1 cup dry USA lentils, rinsed
2 cups water
1⁄2 pound lean ground beef
1 8-ounce can tomato sauce
1 teaspoon chili powder
1 teaspoon Tabasco sauce
1⁄2 cup picante sauce or salsa
1 cup water
Salt and freshly ground black pepper, to taste
2 to 3 green onions, chopped
1⁄2 cup chopped ripe olives
2 to 3 fresh green chili peppers, seeded and chopped, or 14-ounce can
1⁄2 packed cup shredded Cheddar cheese
1⁄2 packed cup shredded Monterey Jack or Mozzarella cheese
Nacho chips
Sour cream, guacamole, chopped olives, and chopped tomatoes

 

Method

In a medium saucepan, bring lentils and 2 cups water to a boil.

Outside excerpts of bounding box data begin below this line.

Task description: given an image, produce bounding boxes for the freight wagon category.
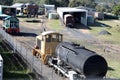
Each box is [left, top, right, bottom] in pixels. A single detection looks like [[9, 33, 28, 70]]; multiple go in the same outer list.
[[3, 16, 20, 33], [32, 31, 108, 80]]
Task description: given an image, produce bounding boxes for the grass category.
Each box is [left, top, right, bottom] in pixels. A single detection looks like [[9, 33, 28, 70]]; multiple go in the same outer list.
[[89, 20, 120, 79], [0, 41, 35, 80], [90, 20, 120, 45]]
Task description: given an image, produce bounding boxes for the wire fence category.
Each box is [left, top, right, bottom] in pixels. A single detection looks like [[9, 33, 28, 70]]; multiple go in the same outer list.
[[0, 28, 68, 80], [0, 25, 120, 80]]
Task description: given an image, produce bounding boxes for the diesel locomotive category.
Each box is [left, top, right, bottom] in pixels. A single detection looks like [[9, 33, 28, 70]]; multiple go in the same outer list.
[[32, 31, 108, 80]]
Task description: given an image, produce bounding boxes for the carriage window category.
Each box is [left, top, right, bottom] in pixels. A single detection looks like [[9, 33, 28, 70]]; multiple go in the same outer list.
[[59, 35, 62, 42], [46, 35, 51, 42], [5, 20, 9, 27], [52, 34, 57, 42]]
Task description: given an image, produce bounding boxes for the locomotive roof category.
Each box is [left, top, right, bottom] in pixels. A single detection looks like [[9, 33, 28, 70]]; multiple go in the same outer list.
[[5, 16, 19, 21], [41, 31, 62, 36]]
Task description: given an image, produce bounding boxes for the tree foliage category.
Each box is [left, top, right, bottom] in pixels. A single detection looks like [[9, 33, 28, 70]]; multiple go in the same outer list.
[[69, 0, 96, 7]]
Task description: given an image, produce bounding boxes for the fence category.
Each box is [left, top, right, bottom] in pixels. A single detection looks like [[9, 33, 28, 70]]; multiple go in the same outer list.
[[0, 26, 120, 80], [0, 28, 67, 80]]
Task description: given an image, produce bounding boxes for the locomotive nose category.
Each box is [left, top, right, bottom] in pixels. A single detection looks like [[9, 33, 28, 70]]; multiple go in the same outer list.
[[83, 55, 108, 78]]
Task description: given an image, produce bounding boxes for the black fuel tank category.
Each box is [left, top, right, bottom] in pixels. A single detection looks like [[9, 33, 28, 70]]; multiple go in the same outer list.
[[56, 42, 108, 78]]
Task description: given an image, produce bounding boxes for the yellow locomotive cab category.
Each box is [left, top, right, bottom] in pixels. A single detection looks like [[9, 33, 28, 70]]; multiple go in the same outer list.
[[33, 31, 63, 64]]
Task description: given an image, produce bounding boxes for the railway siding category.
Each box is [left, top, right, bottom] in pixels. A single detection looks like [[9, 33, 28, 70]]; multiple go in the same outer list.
[[0, 28, 67, 80]]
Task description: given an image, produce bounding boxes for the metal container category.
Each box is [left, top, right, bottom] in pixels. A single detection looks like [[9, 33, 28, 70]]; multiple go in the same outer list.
[[56, 42, 107, 78]]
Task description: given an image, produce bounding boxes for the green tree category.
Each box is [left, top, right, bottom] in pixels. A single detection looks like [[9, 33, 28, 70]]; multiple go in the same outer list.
[[0, 0, 13, 5], [69, 0, 96, 8], [113, 5, 120, 16]]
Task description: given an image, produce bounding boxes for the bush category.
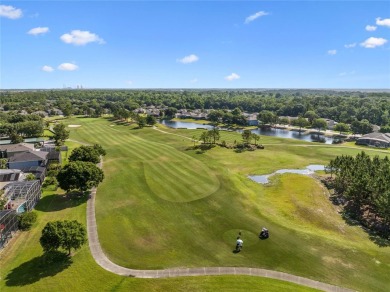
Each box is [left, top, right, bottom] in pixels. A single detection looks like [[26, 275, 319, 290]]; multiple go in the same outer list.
[[18, 212, 37, 231]]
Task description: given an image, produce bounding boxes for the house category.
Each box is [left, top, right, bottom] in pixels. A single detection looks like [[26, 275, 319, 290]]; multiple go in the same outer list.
[[2, 180, 42, 213], [245, 114, 259, 126], [0, 169, 25, 189], [356, 133, 390, 148], [0, 210, 19, 249], [22, 166, 46, 184], [324, 119, 338, 130], [0, 143, 34, 158], [7, 151, 49, 169]]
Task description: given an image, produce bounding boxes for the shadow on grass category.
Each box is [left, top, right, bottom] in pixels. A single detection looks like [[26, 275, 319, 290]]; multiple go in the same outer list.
[[5, 251, 72, 286], [341, 212, 390, 247], [35, 194, 88, 212]]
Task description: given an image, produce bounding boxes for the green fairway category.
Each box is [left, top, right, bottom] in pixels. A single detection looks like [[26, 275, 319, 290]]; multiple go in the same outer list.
[[0, 142, 316, 292], [58, 118, 390, 290], [1, 118, 390, 291]]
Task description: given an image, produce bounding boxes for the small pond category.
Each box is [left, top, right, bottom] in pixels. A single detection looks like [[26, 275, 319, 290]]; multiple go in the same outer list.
[[160, 120, 214, 130], [252, 128, 333, 144], [161, 120, 333, 144], [248, 164, 325, 184]]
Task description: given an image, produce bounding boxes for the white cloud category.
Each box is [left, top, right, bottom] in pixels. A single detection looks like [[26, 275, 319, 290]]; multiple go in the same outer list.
[[60, 29, 105, 46], [225, 73, 240, 81], [344, 43, 356, 49], [41, 65, 54, 72], [339, 71, 356, 76], [0, 5, 23, 19], [176, 54, 199, 64], [376, 17, 390, 27], [360, 37, 387, 49], [58, 63, 79, 71], [366, 25, 376, 31], [27, 27, 49, 35], [245, 11, 269, 24]]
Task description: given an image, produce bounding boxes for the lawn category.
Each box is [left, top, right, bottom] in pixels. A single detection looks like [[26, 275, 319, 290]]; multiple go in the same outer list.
[[0, 137, 315, 291], [1, 118, 390, 291]]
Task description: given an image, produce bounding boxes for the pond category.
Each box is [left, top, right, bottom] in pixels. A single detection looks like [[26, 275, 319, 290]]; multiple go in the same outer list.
[[160, 120, 214, 130], [161, 120, 333, 144], [248, 164, 325, 184], [252, 128, 333, 144]]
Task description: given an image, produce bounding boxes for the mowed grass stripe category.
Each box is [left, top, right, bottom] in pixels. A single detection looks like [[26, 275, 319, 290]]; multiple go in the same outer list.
[[145, 161, 219, 201], [145, 163, 215, 202]]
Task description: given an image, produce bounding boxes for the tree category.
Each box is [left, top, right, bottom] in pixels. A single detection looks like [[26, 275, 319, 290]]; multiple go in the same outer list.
[[18, 212, 37, 230], [165, 107, 177, 118], [258, 110, 278, 126], [39, 221, 62, 253], [241, 130, 252, 144], [61, 220, 87, 255], [93, 144, 106, 156], [69, 146, 100, 164], [292, 117, 309, 133], [57, 161, 104, 192], [312, 119, 327, 132], [252, 133, 260, 145], [24, 173, 37, 181], [0, 158, 8, 169], [199, 131, 210, 144], [279, 117, 290, 125], [208, 128, 221, 144], [53, 123, 69, 146], [305, 111, 318, 124], [39, 220, 87, 255], [146, 116, 157, 126], [9, 132, 24, 144], [136, 115, 146, 129], [334, 123, 349, 134]]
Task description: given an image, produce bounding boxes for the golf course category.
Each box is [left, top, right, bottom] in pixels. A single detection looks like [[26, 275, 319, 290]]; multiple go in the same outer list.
[[0, 117, 390, 291]]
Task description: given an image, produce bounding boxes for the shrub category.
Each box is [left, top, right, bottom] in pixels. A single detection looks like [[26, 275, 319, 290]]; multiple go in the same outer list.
[[18, 212, 37, 231]]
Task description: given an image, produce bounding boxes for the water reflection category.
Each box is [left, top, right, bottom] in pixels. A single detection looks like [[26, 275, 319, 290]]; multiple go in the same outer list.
[[161, 120, 333, 144], [248, 164, 325, 184]]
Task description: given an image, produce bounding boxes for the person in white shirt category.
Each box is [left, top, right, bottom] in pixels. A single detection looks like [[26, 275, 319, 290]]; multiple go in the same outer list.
[[236, 236, 244, 249]]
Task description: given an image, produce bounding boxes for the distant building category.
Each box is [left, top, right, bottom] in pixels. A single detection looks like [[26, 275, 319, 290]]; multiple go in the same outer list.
[[0, 210, 19, 249], [245, 114, 259, 126], [7, 151, 49, 169], [356, 133, 390, 148], [0, 143, 34, 158]]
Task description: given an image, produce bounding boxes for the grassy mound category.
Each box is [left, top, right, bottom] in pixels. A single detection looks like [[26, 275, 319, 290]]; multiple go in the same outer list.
[[26, 119, 390, 291]]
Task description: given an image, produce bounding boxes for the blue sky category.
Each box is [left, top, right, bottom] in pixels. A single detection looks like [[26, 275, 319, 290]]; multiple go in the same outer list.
[[0, 1, 390, 89]]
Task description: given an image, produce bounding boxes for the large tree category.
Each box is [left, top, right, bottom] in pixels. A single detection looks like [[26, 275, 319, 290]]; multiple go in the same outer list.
[[241, 130, 252, 144], [57, 161, 104, 192], [53, 123, 69, 146], [39, 220, 87, 255], [292, 117, 309, 133], [312, 119, 327, 132], [9, 132, 24, 144], [334, 123, 350, 134], [69, 146, 100, 164]]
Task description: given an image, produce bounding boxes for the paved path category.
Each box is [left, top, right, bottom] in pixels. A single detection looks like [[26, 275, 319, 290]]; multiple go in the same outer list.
[[87, 159, 352, 292]]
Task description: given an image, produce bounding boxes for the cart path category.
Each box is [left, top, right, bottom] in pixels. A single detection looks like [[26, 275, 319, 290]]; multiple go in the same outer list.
[[153, 126, 390, 155], [87, 159, 352, 292]]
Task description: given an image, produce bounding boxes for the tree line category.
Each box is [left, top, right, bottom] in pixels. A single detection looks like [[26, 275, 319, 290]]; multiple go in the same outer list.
[[0, 90, 390, 126], [326, 152, 390, 238]]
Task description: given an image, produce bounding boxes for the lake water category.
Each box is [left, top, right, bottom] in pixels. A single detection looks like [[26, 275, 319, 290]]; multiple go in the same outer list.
[[160, 120, 214, 130], [161, 120, 333, 144], [248, 164, 325, 184]]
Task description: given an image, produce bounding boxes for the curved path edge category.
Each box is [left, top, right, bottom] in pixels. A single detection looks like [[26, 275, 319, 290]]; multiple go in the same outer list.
[[87, 160, 352, 292]]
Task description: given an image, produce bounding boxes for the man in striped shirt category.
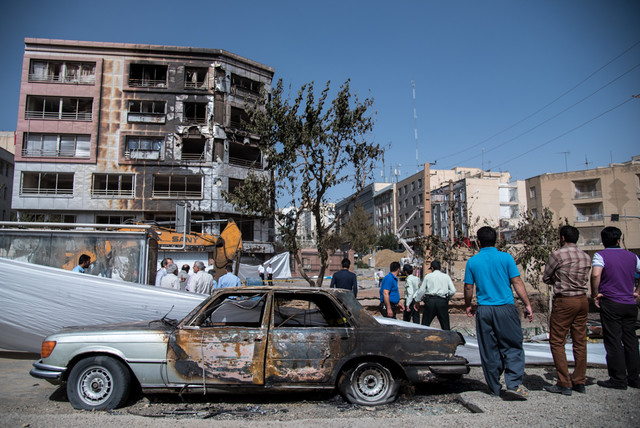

Reduce heat, cover, and simmer 30 minutes, or until lentils are tender. Drain.

Preheat oven to 350°F.

In large frying pan, brown ground beef. Drain off excess fat. Add tomato sauce, chili powder, Tabasco, picante sauce, and one cup water. Stir over medium heat until the sauce is slightly thickened. Stir in the drained lentils. Season with salt and pepper to taste.

Place in a 9-inch pie pan or 8-inch square baking dish. Top with green onions, olives, green chilies, and shredded cheeses. Heat in the oven for 10 to 12 minutes.

Garnish and serve with chips for dipping.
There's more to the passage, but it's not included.